Fanny and Alexander, completed in 1982, was Bergman’s “final” feature, although he continued to write screenplays and to direct TV dramas and stage plays until his death 25 years later in 2007. He told The New York Times that it represented “the sum total of my life as a filmmaker… the time with Fanny and Alexander was so wonderful that I decided it was time to stop. To make another picture and have it feel grey and heavy and difficult with lots of problems – that would be very sad.”
“No man is a failure who has friends,” Clarence the angel famously tells James Stewart in It’s a Wonderful Life. You won’t find such glib or sentimental one-liners in Fanny and Alexander, but it was the Swedish director’s “farewell to cinema”. He was determined to end on a note of reconciliation. The film has a generosity of spirit not always found elsewhere in his work. For Bergman to have continued making films about angst, death and despair after this would have seemed like the sheerest humbug.

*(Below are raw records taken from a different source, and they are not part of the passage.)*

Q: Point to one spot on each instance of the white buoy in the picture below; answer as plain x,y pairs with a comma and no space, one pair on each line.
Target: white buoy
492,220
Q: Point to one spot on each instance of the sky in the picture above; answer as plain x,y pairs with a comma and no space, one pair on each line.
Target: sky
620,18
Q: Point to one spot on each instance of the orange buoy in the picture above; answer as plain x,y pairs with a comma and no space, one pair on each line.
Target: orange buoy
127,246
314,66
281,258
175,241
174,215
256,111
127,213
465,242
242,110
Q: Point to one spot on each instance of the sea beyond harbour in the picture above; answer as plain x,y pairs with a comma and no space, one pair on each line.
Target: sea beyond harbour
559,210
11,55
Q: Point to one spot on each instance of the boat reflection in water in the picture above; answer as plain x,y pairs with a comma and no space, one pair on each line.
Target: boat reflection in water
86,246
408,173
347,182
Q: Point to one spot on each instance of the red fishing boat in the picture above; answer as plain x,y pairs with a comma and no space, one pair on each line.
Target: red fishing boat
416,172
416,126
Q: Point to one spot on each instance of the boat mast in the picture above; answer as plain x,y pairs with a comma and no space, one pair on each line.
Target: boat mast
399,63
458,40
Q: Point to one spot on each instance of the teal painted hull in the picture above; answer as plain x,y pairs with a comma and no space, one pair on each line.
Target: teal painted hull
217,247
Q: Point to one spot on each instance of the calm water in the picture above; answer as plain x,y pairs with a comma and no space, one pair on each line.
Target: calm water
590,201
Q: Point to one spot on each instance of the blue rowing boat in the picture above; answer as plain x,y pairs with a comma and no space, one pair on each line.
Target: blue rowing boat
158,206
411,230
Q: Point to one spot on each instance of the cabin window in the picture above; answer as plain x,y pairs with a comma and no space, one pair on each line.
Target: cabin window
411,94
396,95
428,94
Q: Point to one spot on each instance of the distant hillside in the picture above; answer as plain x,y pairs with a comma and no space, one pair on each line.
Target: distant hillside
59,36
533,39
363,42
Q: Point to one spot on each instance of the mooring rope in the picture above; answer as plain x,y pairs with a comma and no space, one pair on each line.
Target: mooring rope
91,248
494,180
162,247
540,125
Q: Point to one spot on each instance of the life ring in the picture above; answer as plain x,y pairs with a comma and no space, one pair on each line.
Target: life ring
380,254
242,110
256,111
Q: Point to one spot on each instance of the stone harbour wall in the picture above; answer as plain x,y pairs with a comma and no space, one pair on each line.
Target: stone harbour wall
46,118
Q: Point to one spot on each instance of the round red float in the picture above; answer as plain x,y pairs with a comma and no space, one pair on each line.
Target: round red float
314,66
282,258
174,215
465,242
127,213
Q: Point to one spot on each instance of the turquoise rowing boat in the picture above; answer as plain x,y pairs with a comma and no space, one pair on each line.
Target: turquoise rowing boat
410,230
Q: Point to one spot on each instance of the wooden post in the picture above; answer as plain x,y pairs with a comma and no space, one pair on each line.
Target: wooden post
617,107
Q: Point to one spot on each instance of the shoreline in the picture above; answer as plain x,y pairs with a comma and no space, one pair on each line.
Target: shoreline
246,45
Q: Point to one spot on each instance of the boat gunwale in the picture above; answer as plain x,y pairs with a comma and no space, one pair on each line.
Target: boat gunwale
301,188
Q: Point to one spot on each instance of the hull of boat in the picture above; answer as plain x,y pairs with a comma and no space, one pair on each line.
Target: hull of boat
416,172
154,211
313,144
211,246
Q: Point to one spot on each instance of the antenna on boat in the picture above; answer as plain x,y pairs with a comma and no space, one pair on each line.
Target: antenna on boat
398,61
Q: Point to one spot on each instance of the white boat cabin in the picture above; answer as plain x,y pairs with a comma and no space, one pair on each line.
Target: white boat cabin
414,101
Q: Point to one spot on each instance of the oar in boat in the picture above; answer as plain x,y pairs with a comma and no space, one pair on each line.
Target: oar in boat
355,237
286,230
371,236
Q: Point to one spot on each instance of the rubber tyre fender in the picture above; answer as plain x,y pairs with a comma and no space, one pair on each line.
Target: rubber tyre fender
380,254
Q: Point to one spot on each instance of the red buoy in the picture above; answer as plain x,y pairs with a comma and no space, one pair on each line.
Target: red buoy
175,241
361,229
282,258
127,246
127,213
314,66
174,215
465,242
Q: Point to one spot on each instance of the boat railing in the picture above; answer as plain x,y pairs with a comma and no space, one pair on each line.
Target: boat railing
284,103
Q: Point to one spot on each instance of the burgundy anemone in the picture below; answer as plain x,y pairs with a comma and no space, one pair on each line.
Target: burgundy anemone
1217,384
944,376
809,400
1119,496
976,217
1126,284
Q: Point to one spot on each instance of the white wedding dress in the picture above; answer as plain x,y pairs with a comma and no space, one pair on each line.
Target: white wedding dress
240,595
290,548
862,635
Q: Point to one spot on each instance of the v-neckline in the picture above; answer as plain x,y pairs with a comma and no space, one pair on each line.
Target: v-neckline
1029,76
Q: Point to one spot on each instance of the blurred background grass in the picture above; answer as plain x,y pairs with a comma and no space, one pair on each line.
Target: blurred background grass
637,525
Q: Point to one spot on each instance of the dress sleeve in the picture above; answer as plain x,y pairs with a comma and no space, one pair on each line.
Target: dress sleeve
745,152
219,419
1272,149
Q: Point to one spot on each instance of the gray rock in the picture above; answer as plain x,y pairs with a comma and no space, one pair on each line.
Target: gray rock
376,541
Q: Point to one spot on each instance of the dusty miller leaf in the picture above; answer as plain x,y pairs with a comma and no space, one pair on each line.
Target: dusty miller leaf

In Sweden, the film is still warmly embraced. “Everyone knows about it,” Pernilla Wik says. “When we talk about having Christmas with a lot of people, you say, ‘Oh, it’s a Fanny and Alexander Christmas.’”
The sadness, though, is that Bergman has such a daunting reputation that audiences abroad still haven’t taken Fanny and Alexander to heart in the same way they have all those other, far flimsier, seasonal crowd pleasers that fill our screens at this time of year.